Slovenia's plan to cap carbon dioxide emissions at 8.3 million tons per year got a green light from the European Commission on Monday.
EU Environment Commissioner Stavros Dimas said Slovenia's program was accepted under the European Union's carbon emissions trading plan for 2008-2012, which is meant to combat climate change, reducing Europe's greenhouse gas emissions.
The EU is currently evaluating all 27 national plans to cut emissions for the second trading period, which starts in 2008. It has provisionally approved 13 such plans, including those from big emitters like Britain and Germany.
Slovenia's plan however, needs some small changes before it is ready to be implemented the commission said. It called for Slovenia to limit access to its national credits for foreign-based industries seeking to purchase them.
The EU has taken a tough stand cutting permits for emissions available to industry. Last month the commission cut allowances for amounts of carbon dioxide industry can release in Belgium and the Netherlands to ensure scarcity needed to boost the prices of the so-called carbon credits.
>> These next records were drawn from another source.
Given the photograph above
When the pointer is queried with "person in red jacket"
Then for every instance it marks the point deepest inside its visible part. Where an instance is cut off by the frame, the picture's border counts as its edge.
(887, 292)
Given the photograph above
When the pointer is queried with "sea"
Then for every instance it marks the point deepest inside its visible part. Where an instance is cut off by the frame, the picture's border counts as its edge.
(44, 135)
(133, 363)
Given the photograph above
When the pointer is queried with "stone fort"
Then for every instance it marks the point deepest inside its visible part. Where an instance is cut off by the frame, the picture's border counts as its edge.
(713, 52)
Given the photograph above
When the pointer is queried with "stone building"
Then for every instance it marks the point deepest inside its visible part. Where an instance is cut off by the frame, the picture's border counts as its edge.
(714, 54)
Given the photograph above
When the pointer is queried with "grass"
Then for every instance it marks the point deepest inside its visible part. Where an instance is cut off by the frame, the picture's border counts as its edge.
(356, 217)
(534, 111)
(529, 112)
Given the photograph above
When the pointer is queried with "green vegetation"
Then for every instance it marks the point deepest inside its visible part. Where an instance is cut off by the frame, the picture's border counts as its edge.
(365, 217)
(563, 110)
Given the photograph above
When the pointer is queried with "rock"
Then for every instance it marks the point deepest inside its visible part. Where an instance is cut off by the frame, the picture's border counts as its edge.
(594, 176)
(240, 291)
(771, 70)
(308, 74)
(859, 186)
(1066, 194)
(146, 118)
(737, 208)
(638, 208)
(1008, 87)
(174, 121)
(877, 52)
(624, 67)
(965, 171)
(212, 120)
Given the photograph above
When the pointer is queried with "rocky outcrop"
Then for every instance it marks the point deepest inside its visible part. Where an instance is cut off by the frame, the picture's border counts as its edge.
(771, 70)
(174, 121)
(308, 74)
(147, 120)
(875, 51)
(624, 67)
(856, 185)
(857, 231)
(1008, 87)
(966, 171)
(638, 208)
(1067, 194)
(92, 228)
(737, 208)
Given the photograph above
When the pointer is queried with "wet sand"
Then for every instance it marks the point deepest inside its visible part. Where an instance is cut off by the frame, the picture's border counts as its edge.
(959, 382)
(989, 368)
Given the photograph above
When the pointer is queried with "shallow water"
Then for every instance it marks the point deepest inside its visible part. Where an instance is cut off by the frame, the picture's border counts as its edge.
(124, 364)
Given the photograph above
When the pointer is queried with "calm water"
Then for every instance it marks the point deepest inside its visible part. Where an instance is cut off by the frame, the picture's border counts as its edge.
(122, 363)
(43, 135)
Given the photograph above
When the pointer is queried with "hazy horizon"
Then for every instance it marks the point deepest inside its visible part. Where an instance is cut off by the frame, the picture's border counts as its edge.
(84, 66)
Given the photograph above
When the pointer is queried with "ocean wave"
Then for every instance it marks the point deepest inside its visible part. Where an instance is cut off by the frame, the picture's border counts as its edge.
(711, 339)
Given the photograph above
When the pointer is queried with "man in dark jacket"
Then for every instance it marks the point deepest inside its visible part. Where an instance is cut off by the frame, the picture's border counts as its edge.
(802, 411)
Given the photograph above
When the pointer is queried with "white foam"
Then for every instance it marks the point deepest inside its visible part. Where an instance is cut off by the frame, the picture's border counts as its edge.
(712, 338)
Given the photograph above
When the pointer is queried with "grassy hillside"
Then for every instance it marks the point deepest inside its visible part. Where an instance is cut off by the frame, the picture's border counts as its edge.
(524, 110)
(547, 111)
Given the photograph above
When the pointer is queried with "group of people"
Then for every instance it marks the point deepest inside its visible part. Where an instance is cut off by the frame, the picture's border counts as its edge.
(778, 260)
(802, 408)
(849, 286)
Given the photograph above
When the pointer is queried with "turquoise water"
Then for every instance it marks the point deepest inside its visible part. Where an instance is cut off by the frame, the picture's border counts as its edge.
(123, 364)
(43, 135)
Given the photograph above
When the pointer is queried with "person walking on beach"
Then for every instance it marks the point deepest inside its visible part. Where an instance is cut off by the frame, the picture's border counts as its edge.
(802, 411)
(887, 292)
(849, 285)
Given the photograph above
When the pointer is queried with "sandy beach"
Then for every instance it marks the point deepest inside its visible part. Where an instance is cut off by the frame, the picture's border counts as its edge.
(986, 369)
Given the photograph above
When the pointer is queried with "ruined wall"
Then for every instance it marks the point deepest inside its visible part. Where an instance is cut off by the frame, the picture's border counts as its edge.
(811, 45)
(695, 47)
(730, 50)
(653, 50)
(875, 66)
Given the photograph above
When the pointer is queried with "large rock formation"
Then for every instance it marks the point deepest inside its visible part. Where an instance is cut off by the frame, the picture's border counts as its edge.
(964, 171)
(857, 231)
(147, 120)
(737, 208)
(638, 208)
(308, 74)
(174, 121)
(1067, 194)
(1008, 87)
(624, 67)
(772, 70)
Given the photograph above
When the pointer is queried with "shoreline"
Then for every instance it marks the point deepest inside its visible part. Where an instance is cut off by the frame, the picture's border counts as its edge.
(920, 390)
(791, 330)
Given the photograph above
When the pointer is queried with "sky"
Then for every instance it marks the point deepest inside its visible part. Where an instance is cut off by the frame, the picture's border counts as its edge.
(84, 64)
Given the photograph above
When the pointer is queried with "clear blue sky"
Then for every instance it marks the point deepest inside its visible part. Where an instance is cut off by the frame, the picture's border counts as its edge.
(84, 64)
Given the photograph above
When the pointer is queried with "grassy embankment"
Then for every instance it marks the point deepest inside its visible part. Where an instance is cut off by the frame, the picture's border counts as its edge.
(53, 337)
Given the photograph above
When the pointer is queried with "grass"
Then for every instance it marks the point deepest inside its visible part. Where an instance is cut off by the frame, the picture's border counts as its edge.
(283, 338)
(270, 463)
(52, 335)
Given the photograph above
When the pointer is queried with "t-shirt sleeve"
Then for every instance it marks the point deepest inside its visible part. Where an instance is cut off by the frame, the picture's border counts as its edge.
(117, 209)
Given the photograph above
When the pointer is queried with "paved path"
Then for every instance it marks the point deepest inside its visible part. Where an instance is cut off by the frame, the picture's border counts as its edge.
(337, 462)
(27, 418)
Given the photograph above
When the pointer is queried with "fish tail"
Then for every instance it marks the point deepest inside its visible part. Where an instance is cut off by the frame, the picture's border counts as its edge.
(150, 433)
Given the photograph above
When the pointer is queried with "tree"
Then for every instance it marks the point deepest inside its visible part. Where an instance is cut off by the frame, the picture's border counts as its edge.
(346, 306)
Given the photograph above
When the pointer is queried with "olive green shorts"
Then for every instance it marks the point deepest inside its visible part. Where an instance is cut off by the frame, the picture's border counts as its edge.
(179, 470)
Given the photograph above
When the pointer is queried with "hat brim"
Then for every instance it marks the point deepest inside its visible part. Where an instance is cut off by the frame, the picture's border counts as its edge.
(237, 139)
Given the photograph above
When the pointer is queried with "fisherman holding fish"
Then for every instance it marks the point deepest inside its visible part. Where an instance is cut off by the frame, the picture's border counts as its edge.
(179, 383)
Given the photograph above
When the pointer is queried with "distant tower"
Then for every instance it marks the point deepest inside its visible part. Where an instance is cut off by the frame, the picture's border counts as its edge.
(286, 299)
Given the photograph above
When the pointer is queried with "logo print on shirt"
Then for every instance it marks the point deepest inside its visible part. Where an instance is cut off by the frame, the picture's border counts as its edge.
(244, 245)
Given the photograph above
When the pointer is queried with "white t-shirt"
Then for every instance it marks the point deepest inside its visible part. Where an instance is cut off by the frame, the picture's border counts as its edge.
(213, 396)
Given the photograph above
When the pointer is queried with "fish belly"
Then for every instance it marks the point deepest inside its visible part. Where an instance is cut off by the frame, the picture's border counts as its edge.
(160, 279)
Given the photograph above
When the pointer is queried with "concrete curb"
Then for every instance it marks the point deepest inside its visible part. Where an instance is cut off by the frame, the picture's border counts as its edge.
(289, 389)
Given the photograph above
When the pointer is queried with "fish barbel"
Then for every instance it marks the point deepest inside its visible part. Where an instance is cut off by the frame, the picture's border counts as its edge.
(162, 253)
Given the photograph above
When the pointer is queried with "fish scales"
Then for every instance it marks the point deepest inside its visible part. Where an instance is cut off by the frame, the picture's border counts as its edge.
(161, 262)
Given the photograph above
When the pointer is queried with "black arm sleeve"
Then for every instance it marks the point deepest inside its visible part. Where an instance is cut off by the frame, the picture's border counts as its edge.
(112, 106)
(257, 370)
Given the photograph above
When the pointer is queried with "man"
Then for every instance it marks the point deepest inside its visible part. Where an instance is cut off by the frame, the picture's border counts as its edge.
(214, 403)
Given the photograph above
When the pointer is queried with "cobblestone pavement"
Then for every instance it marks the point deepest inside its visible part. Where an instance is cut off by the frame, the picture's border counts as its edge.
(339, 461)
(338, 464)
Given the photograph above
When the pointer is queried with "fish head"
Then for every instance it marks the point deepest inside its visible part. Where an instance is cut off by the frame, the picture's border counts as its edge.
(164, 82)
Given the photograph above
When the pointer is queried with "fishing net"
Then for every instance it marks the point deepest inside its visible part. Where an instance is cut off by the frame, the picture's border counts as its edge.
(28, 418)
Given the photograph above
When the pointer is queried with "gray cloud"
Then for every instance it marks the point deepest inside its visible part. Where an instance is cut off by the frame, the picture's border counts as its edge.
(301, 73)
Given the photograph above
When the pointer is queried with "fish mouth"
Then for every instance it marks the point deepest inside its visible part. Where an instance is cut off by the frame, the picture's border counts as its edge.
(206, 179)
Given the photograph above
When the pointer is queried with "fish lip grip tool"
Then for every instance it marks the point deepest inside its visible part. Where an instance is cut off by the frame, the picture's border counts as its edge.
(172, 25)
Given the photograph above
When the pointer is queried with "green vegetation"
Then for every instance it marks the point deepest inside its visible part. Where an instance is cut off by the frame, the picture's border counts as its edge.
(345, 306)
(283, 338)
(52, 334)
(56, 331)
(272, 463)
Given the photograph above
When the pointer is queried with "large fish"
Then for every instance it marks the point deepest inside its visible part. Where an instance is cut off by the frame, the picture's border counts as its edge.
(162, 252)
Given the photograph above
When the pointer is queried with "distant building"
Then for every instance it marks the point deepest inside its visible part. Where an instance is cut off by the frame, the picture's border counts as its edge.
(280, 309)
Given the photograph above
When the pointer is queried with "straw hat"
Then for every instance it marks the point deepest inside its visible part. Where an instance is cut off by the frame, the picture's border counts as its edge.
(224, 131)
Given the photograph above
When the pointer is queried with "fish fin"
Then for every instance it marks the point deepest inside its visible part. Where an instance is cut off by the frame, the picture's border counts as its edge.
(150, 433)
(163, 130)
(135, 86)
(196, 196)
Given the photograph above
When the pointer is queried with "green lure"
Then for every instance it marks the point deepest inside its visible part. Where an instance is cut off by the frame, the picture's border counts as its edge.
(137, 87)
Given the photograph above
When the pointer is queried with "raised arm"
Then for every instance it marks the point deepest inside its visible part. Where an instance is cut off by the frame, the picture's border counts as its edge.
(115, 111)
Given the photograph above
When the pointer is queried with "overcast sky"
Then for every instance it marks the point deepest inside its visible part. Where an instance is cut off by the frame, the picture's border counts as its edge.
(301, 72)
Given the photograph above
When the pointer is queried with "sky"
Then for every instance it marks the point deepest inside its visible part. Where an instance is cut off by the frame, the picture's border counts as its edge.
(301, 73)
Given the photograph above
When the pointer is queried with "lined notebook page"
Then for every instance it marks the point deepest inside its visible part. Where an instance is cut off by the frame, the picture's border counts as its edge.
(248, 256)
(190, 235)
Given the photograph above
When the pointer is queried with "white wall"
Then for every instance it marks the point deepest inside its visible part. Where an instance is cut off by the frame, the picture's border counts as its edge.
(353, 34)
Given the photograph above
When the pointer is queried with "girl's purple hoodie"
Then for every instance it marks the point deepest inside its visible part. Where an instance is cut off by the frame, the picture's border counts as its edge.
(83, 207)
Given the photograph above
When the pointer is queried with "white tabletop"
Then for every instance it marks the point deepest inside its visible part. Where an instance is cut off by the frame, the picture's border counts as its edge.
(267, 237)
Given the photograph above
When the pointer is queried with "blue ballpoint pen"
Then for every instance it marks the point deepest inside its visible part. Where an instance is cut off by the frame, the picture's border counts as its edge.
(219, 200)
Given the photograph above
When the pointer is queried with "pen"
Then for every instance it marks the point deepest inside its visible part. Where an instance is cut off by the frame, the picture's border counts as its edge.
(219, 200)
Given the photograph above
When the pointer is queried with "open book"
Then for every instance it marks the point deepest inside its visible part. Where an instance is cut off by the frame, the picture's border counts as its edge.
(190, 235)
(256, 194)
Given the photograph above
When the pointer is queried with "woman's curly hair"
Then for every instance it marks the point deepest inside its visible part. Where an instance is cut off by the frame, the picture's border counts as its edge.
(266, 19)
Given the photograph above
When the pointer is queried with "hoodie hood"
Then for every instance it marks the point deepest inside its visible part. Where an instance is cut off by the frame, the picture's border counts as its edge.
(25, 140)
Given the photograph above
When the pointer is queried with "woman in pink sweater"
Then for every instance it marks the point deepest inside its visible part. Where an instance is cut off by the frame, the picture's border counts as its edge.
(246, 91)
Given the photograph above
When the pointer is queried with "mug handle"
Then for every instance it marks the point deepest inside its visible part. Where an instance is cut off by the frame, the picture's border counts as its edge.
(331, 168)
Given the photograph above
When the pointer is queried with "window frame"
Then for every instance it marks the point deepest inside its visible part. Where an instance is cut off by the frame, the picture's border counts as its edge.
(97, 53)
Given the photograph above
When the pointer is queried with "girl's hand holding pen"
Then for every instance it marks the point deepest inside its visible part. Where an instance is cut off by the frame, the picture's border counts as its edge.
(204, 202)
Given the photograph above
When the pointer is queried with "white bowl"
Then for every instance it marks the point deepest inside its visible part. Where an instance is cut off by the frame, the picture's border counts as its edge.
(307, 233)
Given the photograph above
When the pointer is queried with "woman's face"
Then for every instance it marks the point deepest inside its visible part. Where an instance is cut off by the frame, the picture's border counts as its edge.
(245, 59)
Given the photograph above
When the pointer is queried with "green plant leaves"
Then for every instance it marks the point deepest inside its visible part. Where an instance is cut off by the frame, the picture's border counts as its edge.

Emissions trading is the cornerstone of an EU push to reduce greenhouse gas releases by 8 percent below 1990 levels by 2012, as it promised under the 1997 Kyoto Protocol on climate change, reports AP.
Starting last year, companies that produce large amounts of carbon dioxide mainly power plants burning oil, natural gas and coal can trade allocations for how much they can release, giving them a financial incentive to release less pollution.
But the scheme risked losing credibility when it emerged that some governments had set targets above actual emissions during the first stage of the EU trading scheme from 2005 to 2007.
Carbon trading needs allowances pegged below actual levels to trigger the market conditions that encourage companies to cut real carbon releases.